Hair today, gone tomorrow!

Hair today, gone tomorrow!

Representative image.

Recently, I watched two movies that dealt with the travails of young men with balding pates-- “Ujda Chaman” and its original Kannada version “Ondu Motteya Kathe”.

Luckily for me, even in my advanced years, I require to take my mandatory visits to my favourite haircutting salon every two months. It is something I have been looking forward to for decades as interaction with one’s barber is an enlightening and information-filled experience. In fact, even Dagwood Bumstead is shown having a love-hate relationship with his barber.

As a youngster in Mysore, our neighbourhood barber, Shivaram, claimed that he used to be the Palace barber earlier. Whether it was true or not was hard to tell but the royal gossip he dished out was entertaining. Unfortunately, my hair was cut by his son as I had not yet reached a status of eminence to be handled by the senior man.
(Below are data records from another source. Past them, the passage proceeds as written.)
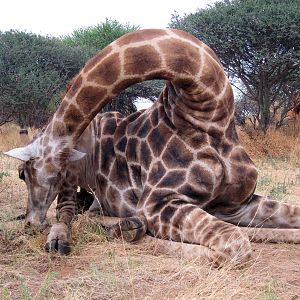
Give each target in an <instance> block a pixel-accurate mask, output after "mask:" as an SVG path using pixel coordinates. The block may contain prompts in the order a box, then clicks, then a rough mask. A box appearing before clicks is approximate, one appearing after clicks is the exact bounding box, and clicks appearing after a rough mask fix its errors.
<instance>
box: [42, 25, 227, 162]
mask: <svg viewBox="0 0 300 300" xmlns="http://www.w3.org/2000/svg"><path fill="white" fill-rule="evenodd" d="M149 79H165V80H167V81H168V82H170V84H171V85H172V89H174V91H176V95H177V98H176V99H175V98H173V100H172V99H171V98H170V97H167V98H166V101H169V108H170V110H171V111H172V112H174V114H173V115H174V116H175V115H176V114H177V115H180V116H181V118H185V119H187V120H192V119H193V120H194V122H195V121H197V122H202V123H203V124H205V123H206V124H210V126H211V125H212V123H213V125H215V126H217V127H219V128H220V129H221V128H224V127H226V124H227V126H228V124H229V123H230V120H231V119H232V116H233V94H232V90H231V87H230V84H229V82H228V79H227V77H226V75H225V74H224V71H223V68H222V66H221V65H220V63H219V61H218V59H217V57H216V56H215V54H214V53H213V51H212V50H211V49H210V48H209V47H207V46H206V45H205V44H204V43H202V42H200V41H199V40H198V39H196V38H195V37H193V36H191V35H190V34H187V33H185V32H183V31H180V30H171V29H166V30H141V31H137V32H134V33H129V34H127V35H124V36H122V37H121V38H119V39H117V40H116V41H115V42H113V43H112V44H110V45H109V46H107V47H106V48H104V49H103V50H102V51H101V52H100V53H99V54H97V55H96V56H94V57H93V58H92V59H90V60H89V61H88V62H87V64H86V65H85V67H84V68H83V69H82V70H81V72H80V73H79V74H78V75H77V76H76V77H75V78H74V80H73V81H72V84H71V85H70V87H69V89H68V91H67V93H66V95H65V96H64V98H63V100H62V103H61V105H60V106H59V108H58V110H57V111H56V113H55V114H54V117H53V119H52V121H51V122H50V123H49V124H48V127H47V129H46V133H47V134H48V135H50V140H51V141H53V142H54V143H55V144H57V145H58V146H57V151H56V152H58V153H57V155H58V156H59V157H60V161H63V160H65V159H66V158H67V156H68V155H69V151H70V149H72V148H73V146H74V145H75V143H76V141H77V140H78V138H79V137H80V135H81V134H82V132H83V131H84V129H85V128H86V127H87V126H88V124H89V123H90V122H91V120H92V119H93V118H94V117H95V116H96V114H97V113H98V112H99V111H100V110H101V108H102V107H103V106H104V105H105V104H106V103H108V102H109V101H110V100H111V99H112V98H113V97H114V96H116V95H118V94H119V93H120V92H121V91H122V90H124V89H126V88H127V87H129V86H131V85H133V84H135V83H138V82H141V81H145V80H149ZM169 91H170V89H169ZM172 101H173V102H172Z"/></svg>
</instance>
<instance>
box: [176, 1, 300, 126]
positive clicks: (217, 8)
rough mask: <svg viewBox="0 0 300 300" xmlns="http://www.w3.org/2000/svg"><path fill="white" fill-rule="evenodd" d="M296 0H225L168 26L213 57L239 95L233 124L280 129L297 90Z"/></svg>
mask: <svg viewBox="0 0 300 300" xmlns="http://www.w3.org/2000/svg"><path fill="white" fill-rule="evenodd" d="M299 19H300V8H299V1H297V0H287V1H277V0H267V1H266V0H232V1H229V0H226V1H220V2H217V3H215V4H214V5H213V6H211V7H209V8H206V9H200V10H198V11H197V12H195V13H191V14H188V15H184V16H179V15H178V14H174V15H173V16H172V20H171V22H170V26H171V27H174V28H179V29H183V30H186V31H188V32H191V33H192V34H193V35H195V36H196V37H198V38H199V39H200V40H203V41H204V42H206V43H207V44H208V45H210V46H211V47H212V48H213V49H214V50H215V52H216V53H217V54H218V56H219V58H220V60H221V62H222V64H223V65H224V68H225V70H226V72H227V73H228V75H229V77H230V78H231V81H232V84H233V85H234V86H235V88H236V89H237V90H238V91H239V93H240V97H239V99H237V100H238V109H237V120H238V121H239V122H240V123H244V122H245V118H247V117H252V119H253V120H254V122H253V125H254V127H258V128H259V129H260V130H262V131H264V132H266V131H267V129H268V128H269V127H270V126H271V125H272V124H274V125H276V126H277V127H280V126H282V125H283V124H284V118H285V116H286V113H287V111H288V110H289V108H290V104H291V99H292V97H293V95H295V94H296V93H297V92H299V89H300V80H299V77H300V23H299V21H298V20H299Z"/></svg>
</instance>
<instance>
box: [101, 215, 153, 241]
mask: <svg viewBox="0 0 300 300" xmlns="http://www.w3.org/2000/svg"><path fill="white" fill-rule="evenodd" d="M146 229H147V227H146V224H145V223H144V222H143V221H142V220H141V219H140V218H138V217H130V218H127V219H124V220H121V221H120V222H118V223H117V224H115V225H113V226H110V227H109V228H108V229H107V235H108V238H109V239H118V238H121V239H124V240H125V241H126V242H135V241H138V240H140V239H141V238H142V237H143V236H144V235H145V233H146Z"/></svg>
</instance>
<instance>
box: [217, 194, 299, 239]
mask: <svg viewBox="0 0 300 300" xmlns="http://www.w3.org/2000/svg"><path fill="white" fill-rule="evenodd" d="M214 215H215V216H216V217H218V218H220V219H222V220H224V221H226V222H230V223H232V224H236V225H239V226H242V227H247V228H243V231H244V232H246V233H247V234H248V235H249V237H250V238H251V240H252V241H259V242H261V241H269V242H275V243H276V242H287V243H300V206H296V205H290V204H286V203H281V202H278V201H275V200H272V199H269V198H266V197H262V196H258V195H253V197H252V198H251V200H250V201H249V202H248V203H246V204H243V205H242V206H241V207H240V208H239V209H238V210H236V211H235V212H234V213H231V214H224V213H222V212H219V211H216V212H215V213H214Z"/></svg>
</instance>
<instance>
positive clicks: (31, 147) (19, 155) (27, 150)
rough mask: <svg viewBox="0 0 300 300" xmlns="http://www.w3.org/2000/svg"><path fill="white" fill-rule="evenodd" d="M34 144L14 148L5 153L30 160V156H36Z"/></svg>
mask: <svg viewBox="0 0 300 300" xmlns="http://www.w3.org/2000/svg"><path fill="white" fill-rule="evenodd" d="M32 150H33V149H32V146H31V144H29V145H28V146H25V147H20V148H14V149H11V150H9V151H7V152H4V154H5V155H8V156H11V157H14V158H17V159H20V160H22V161H28V160H29V159H30V158H33V157H35V155H34V154H33V151H32Z"/></svg>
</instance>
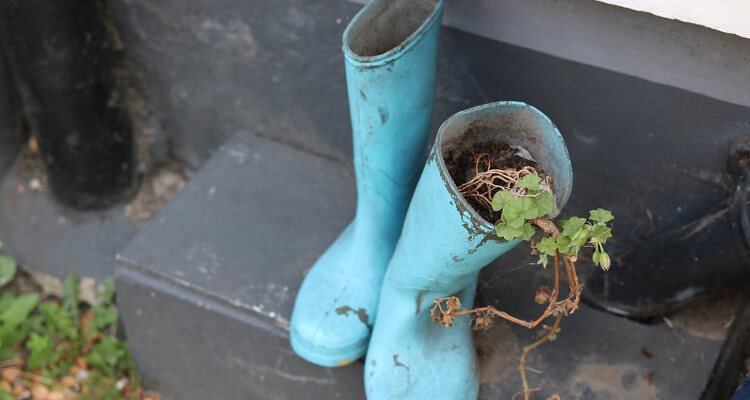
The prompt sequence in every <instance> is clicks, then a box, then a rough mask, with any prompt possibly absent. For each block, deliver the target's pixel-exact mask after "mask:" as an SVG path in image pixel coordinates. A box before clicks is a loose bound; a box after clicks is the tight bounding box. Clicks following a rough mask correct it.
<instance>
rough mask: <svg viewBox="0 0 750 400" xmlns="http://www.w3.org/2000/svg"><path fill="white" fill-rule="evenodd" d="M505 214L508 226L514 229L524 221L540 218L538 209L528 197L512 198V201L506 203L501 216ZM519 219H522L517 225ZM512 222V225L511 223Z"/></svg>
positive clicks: (538, 207)
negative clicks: (501, 215) (513, 222)
mask: <svg viewBox="0 0 750 400" xmlns="http://www.w3.org/2000/svg"><path fill="white" fill-rule="evenodd" d="M506 214H507V217H506V218H507V219H505V220H506V221H508V224H509V225H511V226H514V227H520V226H521V225H522V224H523V222H525V221H526V220H530V219H534V218H537V217H541V216H542V213H540V211H539V207H537V205H536V204H534V201H533V200H531V198H530V197H518V198H514V199H513V201H511V202H510V203H508V204H507V205H506V206H505V208H504V209H503V216H505V215H506ZM519 218H522V219H523V221H522V222H521V223H517V222H516V221H518V219H519ZM511 221H513V222H514V223H512V222H511Z"/></svg>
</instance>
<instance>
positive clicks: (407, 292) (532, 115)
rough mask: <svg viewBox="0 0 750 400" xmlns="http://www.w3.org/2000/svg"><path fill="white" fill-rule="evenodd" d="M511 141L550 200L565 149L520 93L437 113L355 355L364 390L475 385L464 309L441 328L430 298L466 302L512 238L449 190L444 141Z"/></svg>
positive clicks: (406, 396)
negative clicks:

My school-boy days in Delhi were different. The barber, a refugee from Burma of yore, would come home. A chair would be kept out in our back lawn and my mother would give one old white bedsheet to be used to cover me. For the grand sum of eight annas (50 paise), under instructions from my father and sulking protest from me, the barber would let himself go with his clipper and scissors. Many years later I actually understood the term “looked like a plucked chicken”.

As my financial status moved up and seduced by the enticing advertisements, I fell prey to what is referred to as value-added services at a salon. A small beginning was made with a head massage (using the same strong-smelling oil promoted by The AB and Govinda). Later, I graduated to a steam face massage and finally to a facial. Obviously, the bill cut a big hole in my pocket.

I continued with this extravaganza after my retirement. However, with the sinking returns from my investments and with general economic slowdown I had to be more pragmatic on “non-essential” expenditure. That is when I realised that I was not the only one. I did a survey at various salons and came out with a report grandiosely titled “The Salon Index: Why economists need to study hair-cutting salons’ performance to judge the economy of a country.”

Today, I am in a psychologically comfortable zone. Most of my gang members look like the typical grandfathers shown in TV commercials: pleasant looking, sitting on a bench in a park…but mostly bald! I, of course, gloat about my necessary visits to my favourite hair cutting salon. A hirsute brownie point!